【精神安定と心の生薬】心についての前提知識⑥
中医学において、心の健康を改善するために用いられる生薬を解説します。これらの生薬は、心を養い、精神を安定させるために使用される重要なものです。主に、養心安神や重鎮安神として分類され、それぞれ特有の効果があります。
1. 酸棗仁(さんそうにん)
科名: クロウメモドキ科(Rhamnaceae)
性質と効能: 酸棗仁は、鎮静作用がある生薬で、不眠や精神的不安に効果的です。特に「心血を補う」ことで心の滋養を行い、精神を落ち着かせる働きがあります。リラックスを促進し、深い眠りをサポートします。

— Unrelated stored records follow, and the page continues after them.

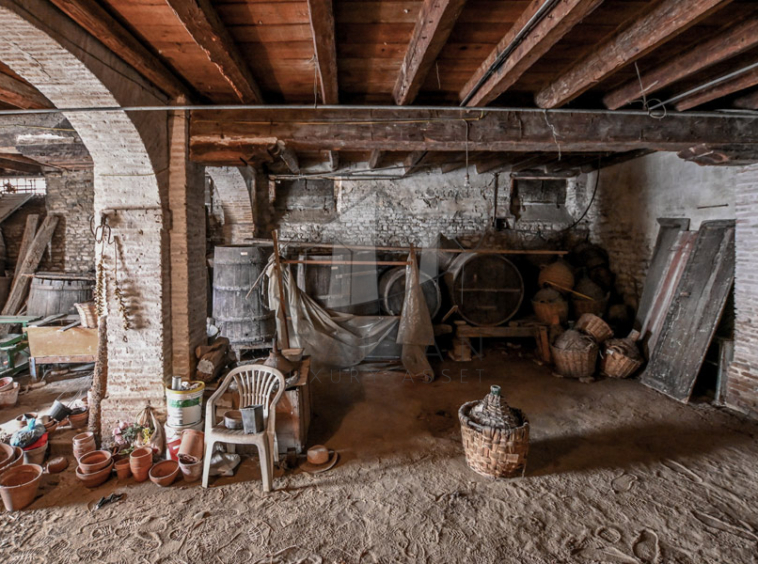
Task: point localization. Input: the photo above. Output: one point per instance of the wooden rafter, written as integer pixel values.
(99, 23)
(321, 18)
(433, 26)
(665, 20)
(16, 93)
(731, 41)
(544, 35)
(741, 82)
(227, 136)
(203, 23)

主な適応症: 不眠、夢の多い眠り、イライラ、動悸など。心血虚の状態に用いられます。
2. 龍眼肉(りゅうがんにく)
科名: ムクロジ科(Sapindaceae)
性質と効能: 龍眼肉は心血を補い、精神を安定させる効果があります。甘味があり、元気を回復させ、心の滋養に役立ちます。疲労感や精神的ストレスの緩和に有効です。
主な適応症: 健忘、心神不安、不眠、疲労感、倦怠感。心を養うために用いられます。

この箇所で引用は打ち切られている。